Caza de Brujas a Recarey y allanamientos ilegales en Paysandú

Caza de Brujas a Recarey y allanamientos ilegales en Paysandú
Caza de Brujas a Recarey y allanamientos ilegales en Paysandú (Foto: El País)

En esta semana dos noticias preocupantes salieron a luz. Por un lado se concretó la «esperada» Caza de Brujas a Recarey y por otro lado se llevó a cabo un brutal allanamiento ilegal en Paysandú con agentes encapuchados que avasallaron derechos de ciudadanos uruguayos

La Caza de Brujas a Recarey es un verdadero harakiri de la Justicia uruguaya. La Suprema Corte decidió asumir el rol de vasallaje de los partidos políticos y principalmente de los intereses específicos de este gobierno que, a modo de vendetta, no pretende dejar pasar por alto la «osadía» de un juez que solamente intentó que se cumpla con la ley de información por parte del MSP. En ese contexto, y como aspecto totalmente vinculante, se realizó en la jornada de ayer, 10 de agosto, un allanamiento ilegal en Paysandú donde agentes encapuchados secuestraron celulares de integrantes del Grupo Albor, grupo que se opone a la vacunación contra el covid y que había redactado una carta en apoyo al juez Recarey.

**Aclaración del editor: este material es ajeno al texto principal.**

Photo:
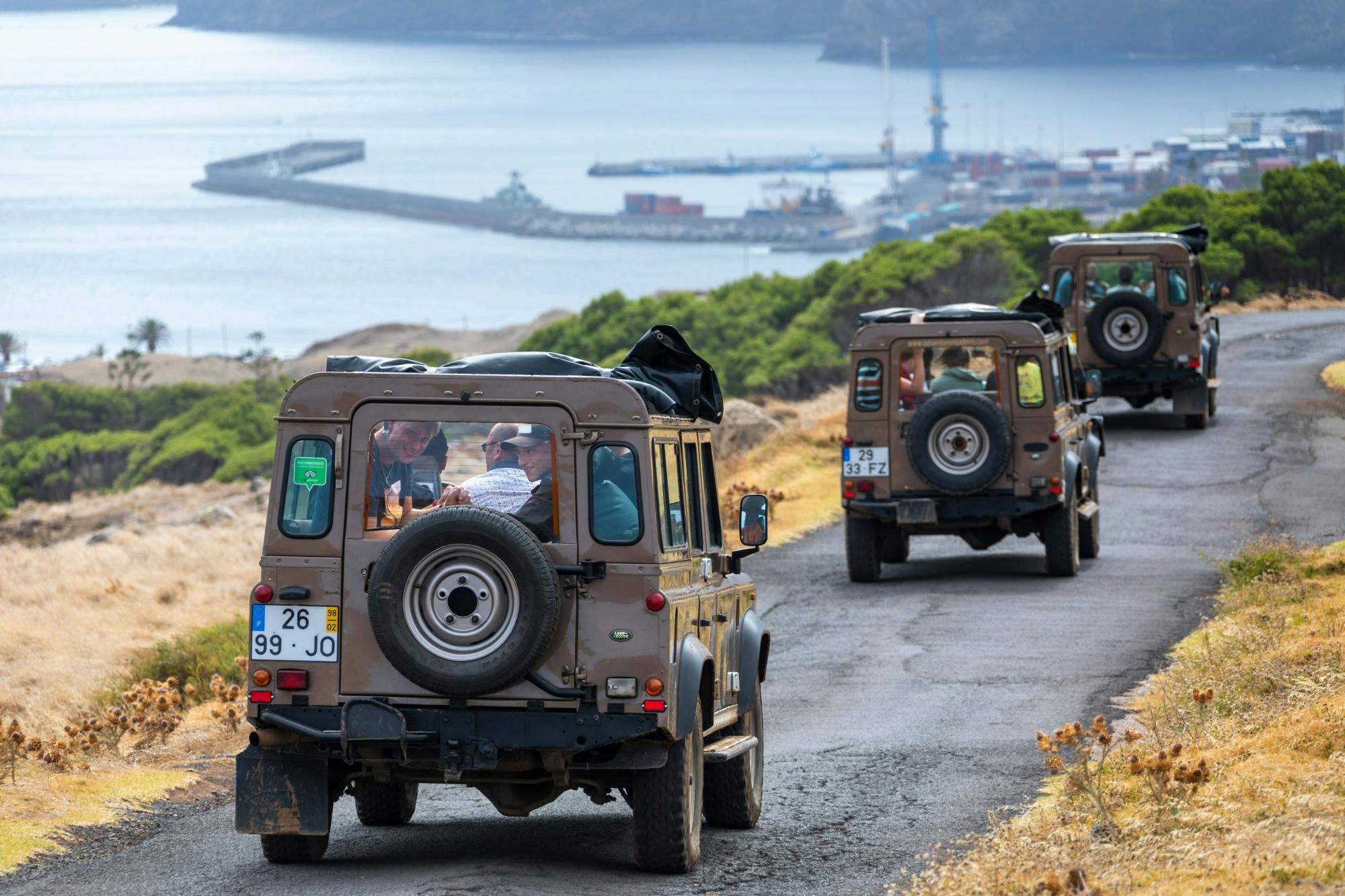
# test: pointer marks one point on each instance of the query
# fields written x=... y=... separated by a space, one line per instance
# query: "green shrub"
x=194 y=657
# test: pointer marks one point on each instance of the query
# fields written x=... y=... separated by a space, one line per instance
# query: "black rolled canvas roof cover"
x=670 y=377
x=1043 y=313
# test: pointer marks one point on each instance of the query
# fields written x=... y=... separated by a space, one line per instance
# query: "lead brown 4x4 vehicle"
x=1140 y=307
x=508 y=573
x=968 y=420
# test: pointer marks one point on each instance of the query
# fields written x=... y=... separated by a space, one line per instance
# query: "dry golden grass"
x=1295 y=300
x=802 y=466
x=1258 y=696
x=72 y=614
x=1335 y=376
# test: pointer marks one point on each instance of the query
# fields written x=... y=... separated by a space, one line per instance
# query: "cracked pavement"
x=898 y=713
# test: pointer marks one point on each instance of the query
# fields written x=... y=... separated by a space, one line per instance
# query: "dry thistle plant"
x=1085 y=774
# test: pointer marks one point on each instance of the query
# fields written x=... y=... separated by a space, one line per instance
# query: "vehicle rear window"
x=868 y=385
x=668 y=482
x=1031 y=388
x=615 y=494
x=306 y=510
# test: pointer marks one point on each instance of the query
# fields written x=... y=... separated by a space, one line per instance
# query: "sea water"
x=107 y=119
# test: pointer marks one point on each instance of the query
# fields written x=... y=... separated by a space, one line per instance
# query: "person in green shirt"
x=957 y=373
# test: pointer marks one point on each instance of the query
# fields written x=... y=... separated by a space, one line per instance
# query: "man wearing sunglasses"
x=504 y=486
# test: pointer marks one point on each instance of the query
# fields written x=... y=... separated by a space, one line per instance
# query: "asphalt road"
x=898 y=713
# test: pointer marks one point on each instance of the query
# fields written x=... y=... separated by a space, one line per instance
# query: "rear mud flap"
x=1191 y=397
x=279 y=792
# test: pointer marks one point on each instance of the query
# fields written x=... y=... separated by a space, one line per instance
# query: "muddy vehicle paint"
x=580 y=624
x=968 y=420
x=1139 y=304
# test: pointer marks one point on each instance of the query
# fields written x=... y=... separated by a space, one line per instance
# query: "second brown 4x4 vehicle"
x=508 y=573
x=968 y=420
x=1140 y=307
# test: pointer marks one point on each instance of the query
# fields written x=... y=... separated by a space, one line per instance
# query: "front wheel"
x=863 y=542
x=669 y=803
x=291 y=849
x=1061 y=536
x=734 y=790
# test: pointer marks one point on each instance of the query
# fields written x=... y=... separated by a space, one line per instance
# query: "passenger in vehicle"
x=1125 y=280
x=957 y=374
x=393 y=448
x=535 y=458
x=615 y=517
x=504 y=486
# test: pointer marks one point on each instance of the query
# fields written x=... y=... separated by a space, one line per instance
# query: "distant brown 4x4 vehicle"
x=968 y=420
x=508 y=573
x=1140 y=307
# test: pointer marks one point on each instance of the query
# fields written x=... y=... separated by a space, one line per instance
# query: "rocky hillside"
x=591 y=19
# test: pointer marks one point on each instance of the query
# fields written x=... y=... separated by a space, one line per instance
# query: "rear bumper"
x=915 y=510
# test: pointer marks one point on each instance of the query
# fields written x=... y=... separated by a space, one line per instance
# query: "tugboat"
x=516 y=194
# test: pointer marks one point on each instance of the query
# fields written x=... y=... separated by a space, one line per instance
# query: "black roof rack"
x=1195 y=236
x=670 y=377
x=1032 y=309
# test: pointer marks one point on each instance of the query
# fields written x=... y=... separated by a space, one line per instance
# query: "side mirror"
x=754 y=512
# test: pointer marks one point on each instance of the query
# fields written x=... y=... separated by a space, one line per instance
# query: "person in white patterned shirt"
x=504 y=486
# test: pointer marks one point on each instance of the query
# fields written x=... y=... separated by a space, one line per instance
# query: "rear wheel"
x=385 y=803
x=669 y=803
x=1061 y=536
x=290 y=849
x=861 y=549
x=896 y=545
x=734 y=788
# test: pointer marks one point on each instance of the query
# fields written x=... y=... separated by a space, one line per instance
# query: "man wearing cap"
x=535 y=459
x=504 y=486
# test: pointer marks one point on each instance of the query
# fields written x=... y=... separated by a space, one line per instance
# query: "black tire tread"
x=662 y=842
x=385 y=803
x=863 y=559
x=293 y=849
x=730 y=791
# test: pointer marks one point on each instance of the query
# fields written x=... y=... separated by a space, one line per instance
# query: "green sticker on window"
x=310 y=471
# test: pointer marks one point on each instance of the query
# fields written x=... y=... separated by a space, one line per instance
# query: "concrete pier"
x=272 y=175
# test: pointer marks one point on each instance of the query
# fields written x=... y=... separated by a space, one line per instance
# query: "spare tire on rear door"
x=960 y=443
x=1125 y=327
x=465 y=602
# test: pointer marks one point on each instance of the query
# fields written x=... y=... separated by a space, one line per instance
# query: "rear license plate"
x=864 y=462
x=299 y=634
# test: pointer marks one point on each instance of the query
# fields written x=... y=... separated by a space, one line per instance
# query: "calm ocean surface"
x=106 y=120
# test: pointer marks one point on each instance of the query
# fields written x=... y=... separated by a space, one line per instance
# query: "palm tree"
x=150 y=331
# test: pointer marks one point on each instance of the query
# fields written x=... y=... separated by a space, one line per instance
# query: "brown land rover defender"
x=510 y=573
x=968 y=420
x=1139 y=304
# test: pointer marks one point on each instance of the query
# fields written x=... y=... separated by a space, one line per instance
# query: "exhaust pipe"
x=272 y=737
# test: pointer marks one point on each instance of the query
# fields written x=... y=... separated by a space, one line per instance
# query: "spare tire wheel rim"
x=960 y=444
x=462 y=603
x=1126 y=330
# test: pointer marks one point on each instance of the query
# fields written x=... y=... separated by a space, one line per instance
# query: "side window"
x=306 y=510
x=715 y=529
x=1179 y=291
x=615 y=516
x=1031 y=392
x=868 y=385
x=693 y=495
x=1058 y=381
x=1063 y=290
x=668 y=481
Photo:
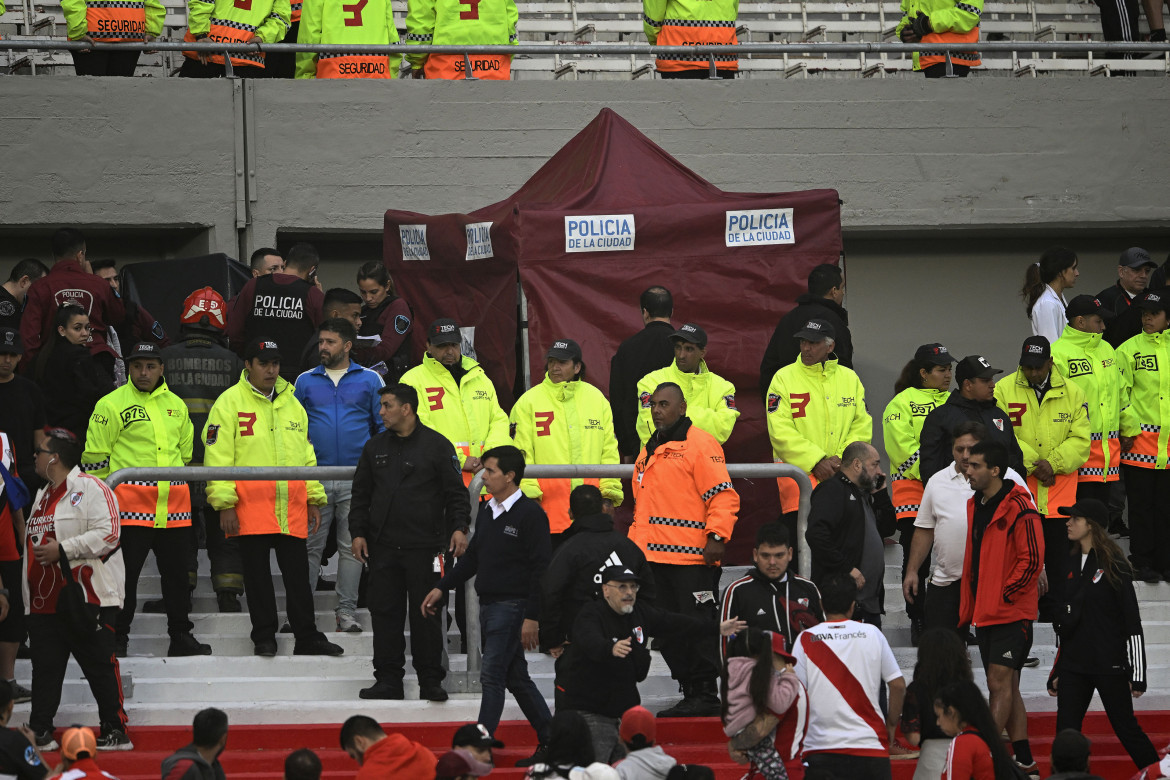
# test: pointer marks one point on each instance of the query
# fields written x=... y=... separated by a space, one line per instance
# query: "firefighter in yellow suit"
x=233 y=21
x=449 y=22
x=352 y=23
x=565 y=420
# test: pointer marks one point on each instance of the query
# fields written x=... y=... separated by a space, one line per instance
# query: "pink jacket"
x=784 y=691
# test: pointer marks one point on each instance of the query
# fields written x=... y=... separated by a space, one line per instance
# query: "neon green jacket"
x=246 y=429
x=1146 y=395
x=901 y=428
x=366 y=21
x=816 y=412
x=565 y=422
x=469 y=415
x=1089 y=361
x=130 y=428
x=269 y=18
x=445 y=22
x=77 y=23
x=1055 y=430
x=710 y=400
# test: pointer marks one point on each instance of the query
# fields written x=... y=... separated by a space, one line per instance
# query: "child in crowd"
x=758 y=682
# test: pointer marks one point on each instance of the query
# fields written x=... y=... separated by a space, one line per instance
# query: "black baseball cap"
x=1136 y=257
x=1036 y=352
x=974 y=366
x=1155 y=301
x=444 y=331
x=145 y=351
x=9 y=342
x=1089 y=508
x=816 y=330
x=1084 y=305
x=261 y=349
x=564 y=350
x=619 y=574
x=475 y=734
x=935 y=353
x=690 y=332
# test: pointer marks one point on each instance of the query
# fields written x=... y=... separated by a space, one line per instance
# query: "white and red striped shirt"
x=842 y=664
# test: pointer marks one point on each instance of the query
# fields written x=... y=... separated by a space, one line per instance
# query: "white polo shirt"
x=842 y=663
x=944 y=509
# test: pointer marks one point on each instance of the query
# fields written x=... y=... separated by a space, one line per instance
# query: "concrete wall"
x=949 y=188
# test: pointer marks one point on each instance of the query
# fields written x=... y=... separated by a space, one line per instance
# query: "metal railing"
x=469 y=681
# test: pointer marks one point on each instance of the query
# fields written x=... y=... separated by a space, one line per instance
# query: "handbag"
x=78 y=616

La Caza de Brujas a Recarey

A fines del año 1610 se llevó a cabo en Logroño el auto de fe inquisitorial contra las brujas de Zugarramurdi, donde más de cincuenta personas fueron procesadas y once sentenciadas a morir en la hoguera. Allí podríamos decir que se inició el sangriento período de Caza de Brujas, donde mujeres que se apartaban del pensamiento hegemónico «eran desnudadas y afeitadas por completo (se decía que el Demonio se escondía entre sus cabellos), eran pinchadas con agujas largas en todo el cuerpo -incluidas sus vaginas- en busca de una marca del Diablo, eran frecuentemente violadas para investigar su virginidad, y también se arrancaban sus miembros y se quebraban sus huesos». La persecución fue intransigente en todo el Renacimiento europeo y también, por supuesto, alcanzó el continente americano, siendo el caso de las Brujas de Salem el más notorio.

Pero el término Caza de Brujas también fue utilizado para hechos acontecidos en la década del 50 en Estados Unidos, donde diferentes personalidades y periodistas disidentes fueron acusados de ser espías de la URSS en el marco de la Guerra Fría. Esta persecución y atropello a las libertades individuales fue impulsada por el senador republicano McCarthy, quien obligó, por ejemplo, a que Charles Chaplin tuviera que irse de Estados Unidos por ser considerado comunista. Las listas negras de posibles infiltrados soviéticos se multiplicaron dentro del FBI y todo el mundo se volvió una amenaza potencial que debía silenciarse o incluso eliminarse.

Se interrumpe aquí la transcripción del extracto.